High-temperature measurements of the reactions of OH with ethylamine and dimethylamine.

The overall rate constants of hydroxyl radicals (OH) with ethylamine (EA: CH3CH2NH2) and dimethylamine (DMA: CH3NHCH3) were investigated behind reflected shock waves using UV laser absorption of OH radicals near 306.7 nm. tert-Butyl hydroperoxide (TBHP) was used as the fast source of OH at elevated temperatures. Test gas mixtures of individual amines and TBHP, diluted in argon, were shock-heated to temperatures from 901 to 1368 K at pressures near 1.2 atm.

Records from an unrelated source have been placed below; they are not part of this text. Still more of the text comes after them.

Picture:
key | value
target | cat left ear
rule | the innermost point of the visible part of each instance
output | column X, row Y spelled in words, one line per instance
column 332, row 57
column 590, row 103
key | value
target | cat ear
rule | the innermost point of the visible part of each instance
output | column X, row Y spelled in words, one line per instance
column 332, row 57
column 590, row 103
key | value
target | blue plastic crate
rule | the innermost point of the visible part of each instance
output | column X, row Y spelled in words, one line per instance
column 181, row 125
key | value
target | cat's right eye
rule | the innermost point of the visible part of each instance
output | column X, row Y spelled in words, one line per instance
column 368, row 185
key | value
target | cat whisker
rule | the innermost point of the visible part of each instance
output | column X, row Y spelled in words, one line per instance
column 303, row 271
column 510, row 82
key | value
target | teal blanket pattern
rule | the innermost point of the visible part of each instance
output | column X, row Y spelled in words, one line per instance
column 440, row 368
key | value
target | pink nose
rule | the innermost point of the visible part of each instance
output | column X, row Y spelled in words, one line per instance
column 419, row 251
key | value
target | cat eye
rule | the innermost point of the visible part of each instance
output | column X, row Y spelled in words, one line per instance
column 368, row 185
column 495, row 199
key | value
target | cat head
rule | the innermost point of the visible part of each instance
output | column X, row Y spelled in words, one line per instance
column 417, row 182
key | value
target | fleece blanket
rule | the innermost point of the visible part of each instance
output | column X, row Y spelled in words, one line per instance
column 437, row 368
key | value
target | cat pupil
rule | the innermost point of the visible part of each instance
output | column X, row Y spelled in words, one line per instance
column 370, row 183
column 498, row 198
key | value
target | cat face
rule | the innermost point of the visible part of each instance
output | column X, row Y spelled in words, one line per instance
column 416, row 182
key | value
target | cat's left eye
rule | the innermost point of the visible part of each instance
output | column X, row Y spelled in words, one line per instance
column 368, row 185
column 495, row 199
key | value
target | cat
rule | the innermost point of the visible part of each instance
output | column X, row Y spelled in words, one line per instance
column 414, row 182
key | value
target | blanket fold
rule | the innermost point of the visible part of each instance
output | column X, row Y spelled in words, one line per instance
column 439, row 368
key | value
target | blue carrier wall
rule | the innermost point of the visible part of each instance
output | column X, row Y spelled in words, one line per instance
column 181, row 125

The overall rate constants were determined by fitting the measured OH time-histories with the computed profiles using a detailed mechanism developed by Lucassen et al. (Combust. Flame 2012, 159, 2254-2279). Over the temperature range studied, the measured rate constants can be expressed as kEA+OH = 1.10 × 10(7)·T(1.93) exp(1450/T) cm(3) mol(-1) s(-1), and kDMA+OH = 2.26 × 10(4)·T(2.69) exp(1797/T) cm(3) mol(-1) s(-1). Detailed error analyses were performed to estimate the overall uncertainties of the measured reaction rate constants, and the estimated (2σ) uncertainties were found to be ±31% at 901 K and ±22% at 1368 K for kEA+OH, and ±29% at 925 K and ±21% at 1307 K for kDMA+OH. Variational transition state theory was used to compute the H-abstraction rates by OH for ethylamine and dimethylamine, with the potential energy surface, geometries, frequencies, and electronic energies calculated by Galano and Alvarez-Idaboy (J. Chem. Theory Comput. 2008, 4, 322-327) at CCSD(T)/6-311++G(2d,2p) level of theory. The calculated reaction rate constants are in good agreement with the experimental data.